Qpex Biopharma has launched as a new infectious disease company, simultaneously obtaining $33 million and a portfolio of preclinical assets from The Medicines Company.
Its initial programs include a beta-lactamase inhibitor with a broad spectrum of coverage, as the company takes aim at antimicrobial resistance in both inpatient and outpatient settings. New Enterprise Associates led the series A funding round and was joined by Adams Street Partners, LYZZ Capital, Hatteras Venture Partners and Stanford University Draper Fund.
Qpex has also secured additional funding from the U.S. Biomedical Advanced Research and Development Authority, totaling as much as $132 million, to develop treatments for drug-resistant, gram-negative infections. BARDA’s initial $32 million award was granted in 2016 and includes options for up to $100 million more that could potentially carry the company into late-stage development.
The San Diego-based spinoff is being led by former executives from The Medicines Company’s infectious disease unit and alums of Rempex Pharmaceuticals, which the former acquired in 2013.
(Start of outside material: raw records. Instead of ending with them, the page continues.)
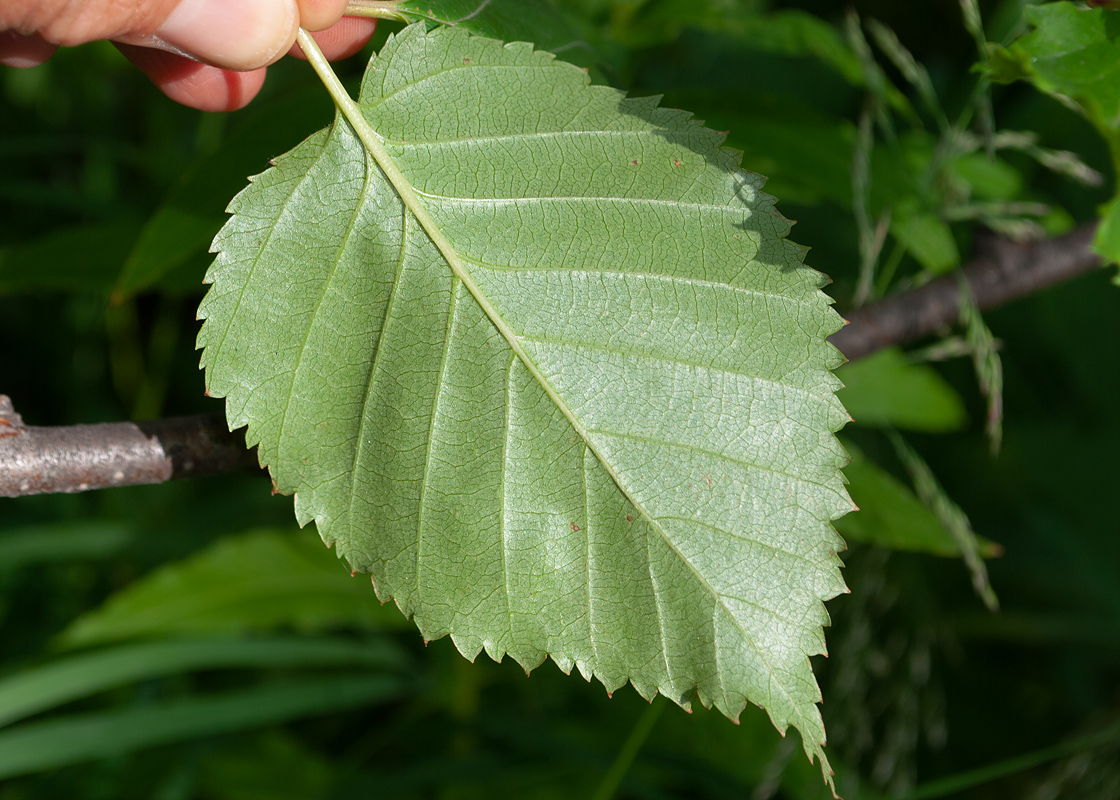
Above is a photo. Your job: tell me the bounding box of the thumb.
[133,0,299,69]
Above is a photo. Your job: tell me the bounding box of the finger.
[121,0,299,69]
[288,17,377,61]
[116,43,265,111]
[0,30,58,69]
[298,0,347,30]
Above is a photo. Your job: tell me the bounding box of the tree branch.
[0,225,1101,497]
[0,394,260,497]
[829,223,1102,361]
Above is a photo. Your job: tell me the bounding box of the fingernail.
[156,0,299,69]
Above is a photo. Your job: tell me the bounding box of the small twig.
[0,225,1101,497]
[829,224,1102,361]
[0,394,260,497]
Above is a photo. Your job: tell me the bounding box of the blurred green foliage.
[0,0,1120,800]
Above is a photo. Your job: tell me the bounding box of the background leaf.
[198,25,851,763]
[58,530,409,648]
[837,347,967,430]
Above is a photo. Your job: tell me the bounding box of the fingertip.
[0,30,58,69]
[288,17,377,61]
[116,44,265,112]
[155,0,299,71]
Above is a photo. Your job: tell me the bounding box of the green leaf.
[890,207,961,275]
[995,2,1120,262]
[113,85,329,300]
[0,676,402,780]
[393,0,580,50]
[198,25,851,770]
[58,530,399,648]
[837,441,1001,558]
[837,347,967,430]
[0,636,405,726]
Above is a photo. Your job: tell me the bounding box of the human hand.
[0,0,375,111]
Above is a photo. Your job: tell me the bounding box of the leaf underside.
[198,24,852,770]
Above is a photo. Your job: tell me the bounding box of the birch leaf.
[198,22,852,784]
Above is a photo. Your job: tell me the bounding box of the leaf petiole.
[343,0,409,22]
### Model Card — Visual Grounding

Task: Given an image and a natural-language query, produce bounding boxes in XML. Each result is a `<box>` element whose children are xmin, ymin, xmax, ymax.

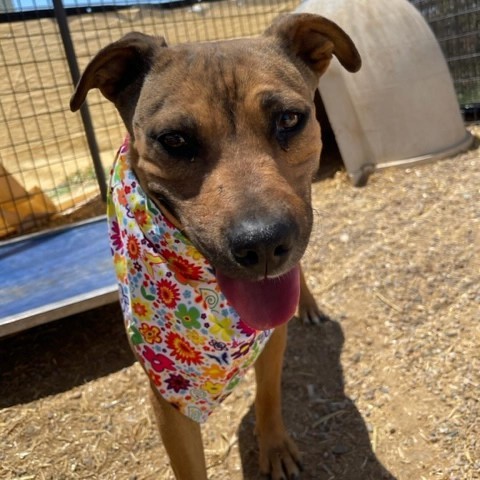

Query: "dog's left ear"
<box><xmin>265</xmin><ymin>13</ymin><xmax>362</xmax><ymax>76</ymax></box>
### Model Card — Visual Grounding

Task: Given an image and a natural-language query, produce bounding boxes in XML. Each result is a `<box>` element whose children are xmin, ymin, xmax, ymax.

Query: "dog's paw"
<box><xmin>258</xmin><ymin>433</ymin><xmax>303</xmax><ymax>480</ymax></box>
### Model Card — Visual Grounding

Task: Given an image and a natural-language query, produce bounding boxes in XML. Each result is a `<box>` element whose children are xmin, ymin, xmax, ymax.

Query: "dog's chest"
<box><xmin>108</xmin><ymin>146</ymin><xmax>270</xmax><ymax>422</ymax></box>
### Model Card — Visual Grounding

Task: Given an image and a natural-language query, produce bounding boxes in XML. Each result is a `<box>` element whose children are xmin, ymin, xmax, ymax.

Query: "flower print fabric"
<box><xmin>108</xmin><ymin>141</ymin><xmax>271</xmax><ymax>422</ymax></box>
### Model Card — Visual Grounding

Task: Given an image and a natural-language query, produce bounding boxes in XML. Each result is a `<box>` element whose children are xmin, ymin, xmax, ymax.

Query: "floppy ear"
<box><xmin>70</xmin><ymin>32</ymin><xmax>167</xmax><ymax>127</ymax></box>
<box><xmin>265</xmin><ymin>13</ymin><xmax>362</xmax><ymax>76</ymax></box>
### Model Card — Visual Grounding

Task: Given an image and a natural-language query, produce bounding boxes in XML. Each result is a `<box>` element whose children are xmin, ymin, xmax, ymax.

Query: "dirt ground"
<box><xmin>0</xmin><ymin>127</ymin><xmax>480</xmax><ymax>480</ymax></box>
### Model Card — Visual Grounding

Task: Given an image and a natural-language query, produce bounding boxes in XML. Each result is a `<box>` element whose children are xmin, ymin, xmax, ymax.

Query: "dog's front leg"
<box><xmin>255</xmin><ymin>324</ymin><xmax>301</xmax><ymax>480</ymax></box>
<box><xmin>150</xmin><ymin>386</ymin><xmax>207</xmax><ymax>480</ymax></box>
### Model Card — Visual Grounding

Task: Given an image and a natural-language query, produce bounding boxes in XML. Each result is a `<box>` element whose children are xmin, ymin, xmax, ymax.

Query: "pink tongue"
<box><xmin>217</xmin><ymin>266</ymin><xmax>300</xmax><ymax>330</ymax></box>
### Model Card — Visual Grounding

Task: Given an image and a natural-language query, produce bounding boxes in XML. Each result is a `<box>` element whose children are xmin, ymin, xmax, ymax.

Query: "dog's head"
<box><xmin>71</xmin><ymin>14</ymin><xmax>360</xmax><ymax>328</ymax></box>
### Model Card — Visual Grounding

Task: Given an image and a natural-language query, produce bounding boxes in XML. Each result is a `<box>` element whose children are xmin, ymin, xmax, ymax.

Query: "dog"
<box><xmin>70</xmin><ymin>14</ymin><xmax>361</xmax><ymax>480</ymax></box>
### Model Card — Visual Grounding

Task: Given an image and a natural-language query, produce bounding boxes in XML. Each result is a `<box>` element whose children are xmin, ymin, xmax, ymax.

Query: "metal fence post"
<box><xmin>53</xmin><ymin>0</ymin><xmax>107</xmax><ymax>202</ymax></box>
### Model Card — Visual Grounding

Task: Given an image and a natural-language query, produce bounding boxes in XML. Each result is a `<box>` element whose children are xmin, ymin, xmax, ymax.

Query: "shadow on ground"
<box><xmin>0</xmin><ymin>304</ymin><xmax>395</xmax><ymax>480</ymax></box>
<box><xmin>238</xmin><ymin>321</ymin><xmax>395</xmax><ymax>480</ymax></box>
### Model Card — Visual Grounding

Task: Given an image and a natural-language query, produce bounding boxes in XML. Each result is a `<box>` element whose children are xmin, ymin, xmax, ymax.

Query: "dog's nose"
<box><xmin>228</xmin><ymin>216</ymin><xmax>298</xmax><ymax>275</ymax></box>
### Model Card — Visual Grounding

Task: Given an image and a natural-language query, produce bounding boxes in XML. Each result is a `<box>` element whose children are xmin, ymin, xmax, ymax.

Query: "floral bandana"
<box><xmin>108</xmin><ymin>141</ymin><xmax>271</xmax><ymax>423</ymax></box>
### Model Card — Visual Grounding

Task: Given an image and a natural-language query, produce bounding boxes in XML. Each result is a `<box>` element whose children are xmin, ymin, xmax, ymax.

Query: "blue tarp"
<box><xmin>0</xmin><ymin>217</ymin><xmax>117</xmax><ymax>336</ymax></box>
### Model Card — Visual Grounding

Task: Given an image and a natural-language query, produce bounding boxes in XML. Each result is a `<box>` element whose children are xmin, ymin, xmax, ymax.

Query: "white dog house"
<box><xmin>297</xmin><ymin>0</ymin><xmax>472</xmax><ymax>184</ymax></box>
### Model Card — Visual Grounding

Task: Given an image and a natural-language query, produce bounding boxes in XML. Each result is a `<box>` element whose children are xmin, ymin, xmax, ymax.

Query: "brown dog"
<box><xmin>71</xmin><ymin>14</ymin><xmax>360</xmax><ymax>480</ymax></box>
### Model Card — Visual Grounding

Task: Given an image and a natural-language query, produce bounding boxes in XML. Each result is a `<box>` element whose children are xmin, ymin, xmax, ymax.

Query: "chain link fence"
<box><xmin>0</xmin><ymin>0</ymin><xmax>480</xmax><ymax>239</ymax></box>
<box><xmin>411</xmin><ymin>0</ymin><xmax>480</xmax><ymax>122</ymax></box>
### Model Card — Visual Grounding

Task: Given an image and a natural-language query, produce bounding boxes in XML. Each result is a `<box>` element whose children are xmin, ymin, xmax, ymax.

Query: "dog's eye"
<box><xmin>275</xmin><ymin>110</ymin><xmax>307</xmax><ymax>150</ymax></box>
<box><xmin>277</xmin><ymin>112</ymin><xmax>301</xmax><ymax>131</ymax></box>
<box><xmin>155</xmin><ymin>132</ymin><xmax>198</xmax><ymax>160</ymax></box>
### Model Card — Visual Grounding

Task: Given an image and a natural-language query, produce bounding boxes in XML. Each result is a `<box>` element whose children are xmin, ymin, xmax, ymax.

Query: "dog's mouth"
<box><xmin>216</xmin><ymin>265</ymin><xmax>300</xmax><ymax>330</ymax></box>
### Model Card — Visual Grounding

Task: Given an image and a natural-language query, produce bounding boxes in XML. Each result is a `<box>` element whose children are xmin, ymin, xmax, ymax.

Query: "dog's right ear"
<box><xmin>70</xmin><ymin>32</ymin><xmax>167</xmax><ymax>120</ymax></box>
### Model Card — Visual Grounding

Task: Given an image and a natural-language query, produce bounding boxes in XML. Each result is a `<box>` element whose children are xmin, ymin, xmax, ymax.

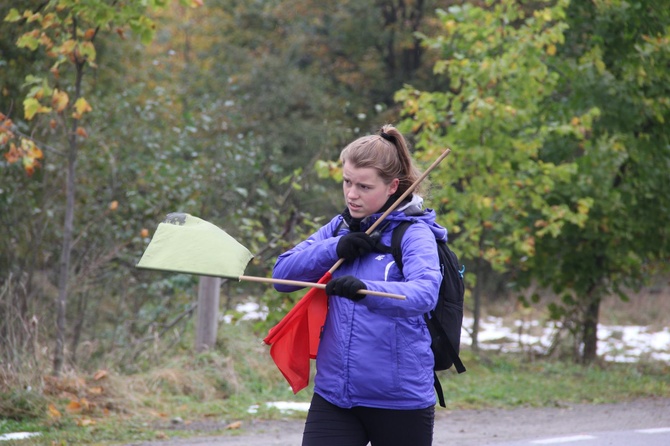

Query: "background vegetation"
<box><xmin>0</xmin><ymin>0</ymin><xmax>670</xmax><ymax>438</ymax></box>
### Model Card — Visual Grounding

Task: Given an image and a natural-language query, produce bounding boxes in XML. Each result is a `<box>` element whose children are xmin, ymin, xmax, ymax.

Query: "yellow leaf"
<box><xmin>65</xmin><ymin>401</ymin><xmax>82</xmax><ymax>413</ymax></box>
<box><xmin>23</xmin><ymin>98</ymin><xmax>51</xmax><ymax>121</ymax></box>
<box><xmin>88</xmin><ymin>387</ymin><xmax>104</xmax><ymax>395</ymax></box>
<box><xmin>48</xmin><ymin>403</ymin><xmax>61</xmax><ymax>418</ymax></box>
<box><xmin>76</xmin><ymin>127</ymin><xmax>88</xmax><ymax>138</ymax></box>
<box><xmin>51</xmin><ymin>89</ymin><xmax>70</xmax><ymax>113</ymax></box>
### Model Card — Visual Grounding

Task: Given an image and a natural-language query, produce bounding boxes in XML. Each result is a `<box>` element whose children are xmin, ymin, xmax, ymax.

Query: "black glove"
<box><xmin>326</xmin><ymin>276</ymin><xmax>368</xmax><ymax>302</ymax></box>
<box><xmin>337</xmin><ymin>232</ymin><xmax>376</xmax><ymax>260</ymax></box>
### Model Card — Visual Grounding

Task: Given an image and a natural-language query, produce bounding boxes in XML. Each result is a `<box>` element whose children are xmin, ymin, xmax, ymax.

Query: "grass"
<box><xmin>0</xmin><ymin>351</ymin><xmax>670</xmax><ymax>445</ymax></box>
<box><xmin>0</xmin><ymin>286</ymin><xmax>670</xmax><ymax>446</ymax></box>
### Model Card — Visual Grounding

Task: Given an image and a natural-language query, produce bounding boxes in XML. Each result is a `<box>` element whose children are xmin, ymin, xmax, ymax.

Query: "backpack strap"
<box><xmin>391</xmin><ymin>220</ymin><xmax>413</xmax><ymax>272</ymax></box>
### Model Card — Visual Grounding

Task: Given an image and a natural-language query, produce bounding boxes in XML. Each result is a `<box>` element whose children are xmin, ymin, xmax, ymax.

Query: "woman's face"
<box><xmin>342</xmin><ymin>163</ymin><xmax>399</xmax><ymax>218</ymax></box>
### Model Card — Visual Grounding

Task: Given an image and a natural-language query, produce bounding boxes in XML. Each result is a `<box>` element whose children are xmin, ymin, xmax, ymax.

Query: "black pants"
<box><xmin>302</xmin><ymin>393</ymin><xmax>435</xmax><ymax>446</ymax></box>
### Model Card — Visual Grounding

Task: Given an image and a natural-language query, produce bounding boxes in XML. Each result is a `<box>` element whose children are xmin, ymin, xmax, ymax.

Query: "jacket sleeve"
<box><xmin>272</xmin><ymin>215</ymin><xmax>342</xmax><ymax>293</ymax></box>
<box><xmin>360</xmin><ymin>224</ymin><xmax>442</xmax><ymax>317</ymax></box>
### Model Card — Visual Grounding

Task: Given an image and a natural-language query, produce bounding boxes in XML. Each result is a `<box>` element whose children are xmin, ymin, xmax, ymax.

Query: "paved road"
<box><xmin>129</xmin><ymin>398</ymin><xmax>670</xmax><ymax>446</ymax></box>
<box><xmin>494</xmin><ymin>427</ymin><xmax>670</xmax><ymax>446</ymax></box>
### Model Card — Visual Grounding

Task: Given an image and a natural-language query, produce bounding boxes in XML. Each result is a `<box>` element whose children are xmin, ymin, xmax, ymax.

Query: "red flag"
<box><xmin>263</xmin><ymin>272</ymin><xmax>333</xmax><ymax>393</ymax></box>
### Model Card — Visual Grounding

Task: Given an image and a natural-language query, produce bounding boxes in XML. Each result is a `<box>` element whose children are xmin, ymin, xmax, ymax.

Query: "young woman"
<box><xmin>273</xmin><ymin>125</ymin><xmax>447</xmax><ymax>446</ymax></box>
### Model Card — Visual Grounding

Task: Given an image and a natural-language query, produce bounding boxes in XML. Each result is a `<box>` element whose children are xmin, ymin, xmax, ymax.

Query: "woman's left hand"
<box><xmin>326</xmin><ymin>276</ymin><xmax>368</xmax><ymax>302</ymax></box>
They include Qpex’s president and CEO, Michael Dudley, Pharm.D., who formerly served as The Medicines Company’s senior VP of R&D and chief scientific officer.
“We are very pleased to form Qpex around the validated beta-lactamase inhibitor technology our team pioneered and to attract such an experienced group of healthcare investors,” Dudley said in a statement.
The Medicines Company would later sell off its anti-infectives programs—to Melinta Therapeutics in a $270 million deal this past January, including the marketed products Vabomere, Orbactiv and Minocin—to focus fully on the development of its PCSK9 cholesterol drug inclisiran.
Qpex also counts Jeff Loutit, M.D., as chief medical officer, Scott Hecker, PhD., as VP of chemistry, Olga Lomovskaya, PhD., as VP of microbiology, and David Griffith as VP of nonclinical and clinical sciences, who all served in the same or similar roles at The Medicines Company through July.
Together, the company’s management team has helped develop and secure approvals for four antibiotics in the past five years, Qpex said in its curtain-raising announcement. The cost of its acquisitions from The Medicines Company were not disclosed.
“The urgent, global threat of antimicrobial resistance demands innovation and we're responding again to the calls sounded by the CDC and WHO for solutions by developing clinical candidates that we believe will be best-in-class anti-infective products,” said Dudley.